As president of Area Interfaith Outreach, Sherry Cobb knew people in Knox County were hungry — but it was not until a survey of area schools was done about a year ago that she realized how serious the problem really was.

"The numbers were staggering," Cobb said during a presentation on hunger in Knox County held Aug. 13 at Camden Public Library. "It showed us the two schools across the street from our pantry were some of the worst."

In eight of the 10 schools in Regional School Unit 13, half of the students oftentimes miss meals because there is no food. At South Elementary School, 91 percent of students qualify for free or reduced-price breakfasts and lunches; at Rockland District Middle School, it's 65 percent. At Camden-Rockport Elementary, it's 31 percent.

Knowing these children were not getting the food they needed during the weekend when they were not in school, Cobb said she knew something had to be done.

The federal school lunch and breakfast program feeds these kids on school days, but that stops on weekends. Teachers and school nurses see the difference on Mondays: hungry bodies don’t develop as they should and are frequently sick. Hungry children cannot concentrate in school and are more frequently absent. Hunger is often invisible — or looks like lethargy, inattention or disruptive behavior, according to information on

Beginning this school year, 200 children at South School and RDMS will be sent home with enough food for meals for the weekend. Cobb said 299 families were eligible for the weekend backpack program, but in order to get this program off the ground this school year, Cobb said, AIO could only commit to 200. There is some "wiggle room" in those figures and the plan is to expand the program to more schools, including those in the Camden area, in the future, she said. Similar programs in the Bath and Wiscasset areas feed about 60 families each weekend.

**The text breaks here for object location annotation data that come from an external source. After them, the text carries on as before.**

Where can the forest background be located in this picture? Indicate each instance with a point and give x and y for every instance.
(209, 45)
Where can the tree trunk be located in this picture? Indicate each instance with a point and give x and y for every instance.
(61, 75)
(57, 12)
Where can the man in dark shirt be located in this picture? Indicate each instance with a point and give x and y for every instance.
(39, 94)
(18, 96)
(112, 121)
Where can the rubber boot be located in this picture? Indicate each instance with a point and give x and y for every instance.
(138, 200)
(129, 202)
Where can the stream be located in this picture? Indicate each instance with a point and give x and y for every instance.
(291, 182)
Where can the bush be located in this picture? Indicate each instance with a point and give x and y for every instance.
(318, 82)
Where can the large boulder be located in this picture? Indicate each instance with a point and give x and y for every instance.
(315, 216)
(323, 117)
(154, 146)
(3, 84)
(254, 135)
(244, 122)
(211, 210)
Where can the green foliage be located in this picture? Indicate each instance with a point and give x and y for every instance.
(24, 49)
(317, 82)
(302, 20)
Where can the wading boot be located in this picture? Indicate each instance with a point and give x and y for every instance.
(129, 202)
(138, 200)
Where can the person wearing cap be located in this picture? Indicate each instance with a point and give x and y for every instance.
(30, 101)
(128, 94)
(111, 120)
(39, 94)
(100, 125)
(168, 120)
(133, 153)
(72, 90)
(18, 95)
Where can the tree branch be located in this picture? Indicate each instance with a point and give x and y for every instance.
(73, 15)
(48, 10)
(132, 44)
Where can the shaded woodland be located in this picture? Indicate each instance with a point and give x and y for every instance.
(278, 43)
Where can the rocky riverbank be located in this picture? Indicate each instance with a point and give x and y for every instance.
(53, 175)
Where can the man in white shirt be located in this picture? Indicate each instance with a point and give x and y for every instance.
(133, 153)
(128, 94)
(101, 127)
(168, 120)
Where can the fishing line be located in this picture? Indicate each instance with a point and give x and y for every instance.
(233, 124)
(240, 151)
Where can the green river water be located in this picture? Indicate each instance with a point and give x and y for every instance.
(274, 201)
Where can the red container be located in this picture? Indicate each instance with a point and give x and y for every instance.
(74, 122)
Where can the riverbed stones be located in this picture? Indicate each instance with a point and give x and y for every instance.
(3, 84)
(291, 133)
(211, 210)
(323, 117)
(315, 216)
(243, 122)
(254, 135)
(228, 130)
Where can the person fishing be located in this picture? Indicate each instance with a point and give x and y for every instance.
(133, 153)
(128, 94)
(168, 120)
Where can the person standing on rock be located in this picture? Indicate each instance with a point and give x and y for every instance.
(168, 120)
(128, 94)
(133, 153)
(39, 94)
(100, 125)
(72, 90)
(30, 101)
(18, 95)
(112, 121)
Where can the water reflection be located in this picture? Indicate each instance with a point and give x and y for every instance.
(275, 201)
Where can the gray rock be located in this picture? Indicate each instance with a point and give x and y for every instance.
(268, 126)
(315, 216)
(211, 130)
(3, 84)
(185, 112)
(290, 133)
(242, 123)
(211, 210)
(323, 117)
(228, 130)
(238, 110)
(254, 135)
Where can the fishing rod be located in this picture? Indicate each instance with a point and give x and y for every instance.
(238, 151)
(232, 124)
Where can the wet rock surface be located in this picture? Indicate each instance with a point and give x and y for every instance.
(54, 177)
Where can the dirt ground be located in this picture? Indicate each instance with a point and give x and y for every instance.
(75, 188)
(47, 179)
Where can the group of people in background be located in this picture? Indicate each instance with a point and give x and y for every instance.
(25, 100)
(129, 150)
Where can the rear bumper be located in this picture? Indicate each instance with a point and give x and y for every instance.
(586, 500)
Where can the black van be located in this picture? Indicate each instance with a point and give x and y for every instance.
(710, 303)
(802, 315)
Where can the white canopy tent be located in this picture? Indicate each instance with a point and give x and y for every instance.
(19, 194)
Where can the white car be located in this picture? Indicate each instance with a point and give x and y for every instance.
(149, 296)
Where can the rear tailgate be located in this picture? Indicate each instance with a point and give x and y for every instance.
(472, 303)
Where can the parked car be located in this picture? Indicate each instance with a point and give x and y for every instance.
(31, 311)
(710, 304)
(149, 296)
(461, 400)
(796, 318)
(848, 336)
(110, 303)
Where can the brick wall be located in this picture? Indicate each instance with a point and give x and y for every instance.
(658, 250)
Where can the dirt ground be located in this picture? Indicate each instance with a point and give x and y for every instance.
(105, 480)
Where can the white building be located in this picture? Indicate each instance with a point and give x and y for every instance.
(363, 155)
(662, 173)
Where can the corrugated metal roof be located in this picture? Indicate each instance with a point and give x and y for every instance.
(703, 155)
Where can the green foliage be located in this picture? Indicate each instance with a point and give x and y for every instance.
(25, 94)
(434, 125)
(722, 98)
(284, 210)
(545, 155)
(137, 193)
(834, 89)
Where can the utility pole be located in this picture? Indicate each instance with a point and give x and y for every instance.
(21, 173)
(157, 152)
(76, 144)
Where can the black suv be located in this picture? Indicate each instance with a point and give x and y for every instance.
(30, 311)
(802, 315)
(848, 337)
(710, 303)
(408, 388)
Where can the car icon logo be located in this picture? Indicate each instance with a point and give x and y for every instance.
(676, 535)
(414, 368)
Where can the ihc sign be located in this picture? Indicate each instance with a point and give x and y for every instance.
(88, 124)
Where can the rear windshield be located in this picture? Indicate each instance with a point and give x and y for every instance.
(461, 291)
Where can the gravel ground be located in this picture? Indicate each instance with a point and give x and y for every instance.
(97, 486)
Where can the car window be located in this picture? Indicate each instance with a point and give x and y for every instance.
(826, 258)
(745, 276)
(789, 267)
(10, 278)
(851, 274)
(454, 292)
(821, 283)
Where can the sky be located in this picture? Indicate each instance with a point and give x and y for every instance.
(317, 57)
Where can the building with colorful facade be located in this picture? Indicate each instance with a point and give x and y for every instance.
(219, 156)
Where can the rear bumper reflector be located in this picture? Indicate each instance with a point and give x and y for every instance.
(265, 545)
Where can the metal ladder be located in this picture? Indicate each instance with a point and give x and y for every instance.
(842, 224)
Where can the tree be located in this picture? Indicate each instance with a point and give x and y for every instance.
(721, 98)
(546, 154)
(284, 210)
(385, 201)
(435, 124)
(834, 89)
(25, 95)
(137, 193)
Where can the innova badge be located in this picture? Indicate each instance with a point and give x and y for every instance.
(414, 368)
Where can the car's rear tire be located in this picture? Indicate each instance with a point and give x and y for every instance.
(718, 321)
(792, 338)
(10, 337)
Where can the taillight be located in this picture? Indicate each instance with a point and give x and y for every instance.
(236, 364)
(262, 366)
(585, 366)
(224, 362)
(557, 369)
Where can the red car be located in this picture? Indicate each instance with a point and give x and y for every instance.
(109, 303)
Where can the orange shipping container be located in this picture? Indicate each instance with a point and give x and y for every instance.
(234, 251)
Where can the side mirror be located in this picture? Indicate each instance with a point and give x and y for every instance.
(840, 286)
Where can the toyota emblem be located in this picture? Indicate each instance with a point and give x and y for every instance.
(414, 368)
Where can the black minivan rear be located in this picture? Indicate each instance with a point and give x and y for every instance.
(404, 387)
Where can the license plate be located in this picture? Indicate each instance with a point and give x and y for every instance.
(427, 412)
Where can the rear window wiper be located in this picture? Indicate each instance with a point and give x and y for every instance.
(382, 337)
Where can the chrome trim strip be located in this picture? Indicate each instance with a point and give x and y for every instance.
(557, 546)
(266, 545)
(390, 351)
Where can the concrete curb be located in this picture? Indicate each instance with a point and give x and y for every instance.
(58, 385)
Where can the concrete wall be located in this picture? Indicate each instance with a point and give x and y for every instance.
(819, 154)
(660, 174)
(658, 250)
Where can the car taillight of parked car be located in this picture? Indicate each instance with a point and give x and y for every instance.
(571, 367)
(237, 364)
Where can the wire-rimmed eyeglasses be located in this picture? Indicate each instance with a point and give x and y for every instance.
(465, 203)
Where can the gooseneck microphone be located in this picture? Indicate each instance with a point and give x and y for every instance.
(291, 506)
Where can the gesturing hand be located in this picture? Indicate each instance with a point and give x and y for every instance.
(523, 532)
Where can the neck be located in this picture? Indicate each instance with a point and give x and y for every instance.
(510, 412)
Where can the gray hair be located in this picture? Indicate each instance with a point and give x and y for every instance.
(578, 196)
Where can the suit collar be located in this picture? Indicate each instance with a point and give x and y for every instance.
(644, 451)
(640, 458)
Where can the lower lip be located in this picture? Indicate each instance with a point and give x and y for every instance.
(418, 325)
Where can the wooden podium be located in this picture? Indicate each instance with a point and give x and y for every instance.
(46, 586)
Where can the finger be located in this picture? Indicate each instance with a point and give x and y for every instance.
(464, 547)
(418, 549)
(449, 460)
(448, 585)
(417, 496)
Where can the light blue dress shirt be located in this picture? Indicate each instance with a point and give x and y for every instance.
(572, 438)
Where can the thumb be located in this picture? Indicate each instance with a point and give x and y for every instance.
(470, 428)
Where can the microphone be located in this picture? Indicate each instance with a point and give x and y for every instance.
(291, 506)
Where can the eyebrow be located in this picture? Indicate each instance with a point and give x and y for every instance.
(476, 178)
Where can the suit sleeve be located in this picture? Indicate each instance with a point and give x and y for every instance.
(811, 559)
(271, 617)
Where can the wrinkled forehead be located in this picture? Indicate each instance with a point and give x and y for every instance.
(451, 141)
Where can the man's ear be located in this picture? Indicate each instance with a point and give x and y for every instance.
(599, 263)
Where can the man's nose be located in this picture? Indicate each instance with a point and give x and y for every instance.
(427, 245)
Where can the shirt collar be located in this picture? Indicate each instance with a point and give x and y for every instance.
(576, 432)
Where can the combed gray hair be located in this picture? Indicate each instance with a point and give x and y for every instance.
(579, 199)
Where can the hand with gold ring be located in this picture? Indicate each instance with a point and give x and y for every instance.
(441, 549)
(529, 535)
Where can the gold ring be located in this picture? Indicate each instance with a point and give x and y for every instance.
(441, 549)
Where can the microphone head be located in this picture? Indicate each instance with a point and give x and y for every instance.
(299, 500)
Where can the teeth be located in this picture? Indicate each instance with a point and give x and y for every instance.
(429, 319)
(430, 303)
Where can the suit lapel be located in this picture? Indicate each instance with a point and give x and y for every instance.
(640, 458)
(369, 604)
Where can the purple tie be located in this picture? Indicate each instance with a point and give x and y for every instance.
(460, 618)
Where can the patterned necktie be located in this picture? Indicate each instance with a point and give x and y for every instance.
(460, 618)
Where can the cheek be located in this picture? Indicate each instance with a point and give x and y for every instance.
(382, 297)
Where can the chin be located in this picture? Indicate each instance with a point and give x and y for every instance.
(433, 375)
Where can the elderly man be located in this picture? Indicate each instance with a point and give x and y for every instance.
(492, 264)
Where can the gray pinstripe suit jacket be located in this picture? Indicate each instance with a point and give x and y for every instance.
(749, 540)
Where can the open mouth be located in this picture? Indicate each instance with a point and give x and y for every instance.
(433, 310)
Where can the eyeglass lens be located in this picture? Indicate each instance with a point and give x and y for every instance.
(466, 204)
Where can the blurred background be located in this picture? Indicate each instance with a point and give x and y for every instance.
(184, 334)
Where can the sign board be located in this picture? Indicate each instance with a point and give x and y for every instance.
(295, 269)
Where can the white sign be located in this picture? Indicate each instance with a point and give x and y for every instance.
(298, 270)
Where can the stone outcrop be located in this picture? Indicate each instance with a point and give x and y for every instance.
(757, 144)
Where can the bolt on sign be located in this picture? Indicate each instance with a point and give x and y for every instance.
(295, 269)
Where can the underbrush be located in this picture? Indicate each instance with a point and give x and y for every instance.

A majority of the local families involved in the program are among the working class — the parents are employed, and make too much to qualify for the federal Supplemental Nutrition Assistance Program, or SNAP, which was once called food stamps, Cobb said. She also said a number of retired grandparents who care for their grandchildren, and disabled parents are also included in the program.

Each week, volunteers will package the food, which is stored at Nativity Lutheran Church on Old County Road in Rockport, and it will be delivered to South School and RDMS.

On Fridays, when the children are out of the classroom, school staff will place bags of food into children's backpacks for them to take home for the weekend: breakfasts, lunches, dinners, nutritious snacks, and the makings for one family meal plus a recipe.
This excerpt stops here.